# Solar: IF Real



## Ripon (Dec 22, 2012)

First I don't believe it's real, but if so
https://www.yahoo.com/tech/s/genera...aper-more-efficient-scientists-155729864.html

The claim is 1/2 the cost. Ok so the current cost is about $2.00 a watt total system cost ( less on big systems, more on little ones) and if you had to finance a system it costs about $.18 a kilowatt hour now ( again less for bigger systems) and that is equal to or better then some utilities in some states. Now 50% cheaper panels is a part of the system and likely reduces the overall cost 20-25%. That could mean financed solar power drops to $.135 a kilowatt he.....BUT wait there is more.....40% more efficiency means more power (which you wouldn't buy) so it really means 40% less panels purchases....that could ...could make solar possible at $.09 a kilowatt hour !!!! WOW that would be a winner in about 70% of the states.


----------



## Ralph Rotten (Jun 25, 2014)

Considering that current solar cells are only 18% effective, it doesn't surprise me that the next step could be big. 

What will be interesting is if this technology was made possible by the $10 billion GW funded during his presidency. So he was portrayed as the oil baron, he spent more on alternative fuels than the current administration. 
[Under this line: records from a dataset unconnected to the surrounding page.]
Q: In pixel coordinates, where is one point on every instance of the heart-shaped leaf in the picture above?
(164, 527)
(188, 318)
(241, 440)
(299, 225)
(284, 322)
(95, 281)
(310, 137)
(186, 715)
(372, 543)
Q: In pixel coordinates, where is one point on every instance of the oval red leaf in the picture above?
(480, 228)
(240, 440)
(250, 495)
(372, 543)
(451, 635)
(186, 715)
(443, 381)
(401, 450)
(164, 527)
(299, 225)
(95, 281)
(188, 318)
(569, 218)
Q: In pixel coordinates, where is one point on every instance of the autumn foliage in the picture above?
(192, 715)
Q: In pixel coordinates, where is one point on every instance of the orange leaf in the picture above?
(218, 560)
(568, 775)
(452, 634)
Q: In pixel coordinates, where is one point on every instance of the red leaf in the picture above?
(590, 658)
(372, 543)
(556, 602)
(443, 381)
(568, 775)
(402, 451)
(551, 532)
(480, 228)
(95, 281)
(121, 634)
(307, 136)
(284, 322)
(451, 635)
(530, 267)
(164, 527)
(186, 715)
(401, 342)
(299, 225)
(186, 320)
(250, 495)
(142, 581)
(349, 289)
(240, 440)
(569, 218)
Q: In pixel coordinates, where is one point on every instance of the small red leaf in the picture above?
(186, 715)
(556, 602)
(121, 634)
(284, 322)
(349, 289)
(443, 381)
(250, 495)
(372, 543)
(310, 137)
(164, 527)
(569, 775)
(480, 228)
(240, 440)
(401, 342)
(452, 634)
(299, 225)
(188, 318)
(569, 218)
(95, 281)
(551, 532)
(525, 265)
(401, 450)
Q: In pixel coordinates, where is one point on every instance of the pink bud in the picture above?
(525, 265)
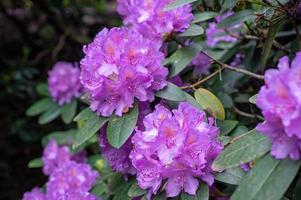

It would be really great if we had solar cells so effective that we didn;t need foreign oil anymore. Or our own.


----------



## Ripon (Dec 22, 2012)

Electric cars are fine, but not if we need to burn coal to fuel them. This would be a game changer....


----------



## HuntingHawk (Dec 16, 2012)

Stuff like this comes up once a year. There have been developments to increase efficiency but the increase in cost in production has never justified.


----------



## HuntingHawk (Dec 16, 2012)

Ripon said:


> Electric cars are fine, but not if we need to burn coal to fuel them. This would be a game changer....


There is an older couple not so far from me that has a 48V electric golf cart which is directly charged from a 48V solar system. In my county, electric carts are allowed on roads of posted speeds of up to 35MPH. They just use it for visiting neighbors, checking mail (about 1 mile road trip), & trash to the dumpster.


----------



## Camel923 (Aug 13, 2014)

Solar and wind require increased efficencies and lower intial costs to compete with fossil fuels on an economic level. Great news if true. If they could make cheap battery cells that would last....


----------



## Prepadoodle (May 28, 2013)

It seems to be an interesting technology. Since these lead based perovskite cells absorb different wavelengths than silicon-based cells, there is even talk about combining the two to produce cells that could near 40% in conversion efficiency. Certainly a game changer if they pull it off.

Thanks for the link Ripon, it's something I'll be keeping my eye on.


----------



## Ralph Rotten (Jun 25, 2014)

Down here in AZ we are seeing solar popping up everywhere. Grocery stores, schools, the local military base installed a solar farm. I am glad to se it. It always bothered me that of all the places in America, sunny states like AZ & NV should be ashamed of ourselves for being so damned latent on joining the game. We have energy literally falling from the sky in carcogenic levels, and yet we ignored it for years.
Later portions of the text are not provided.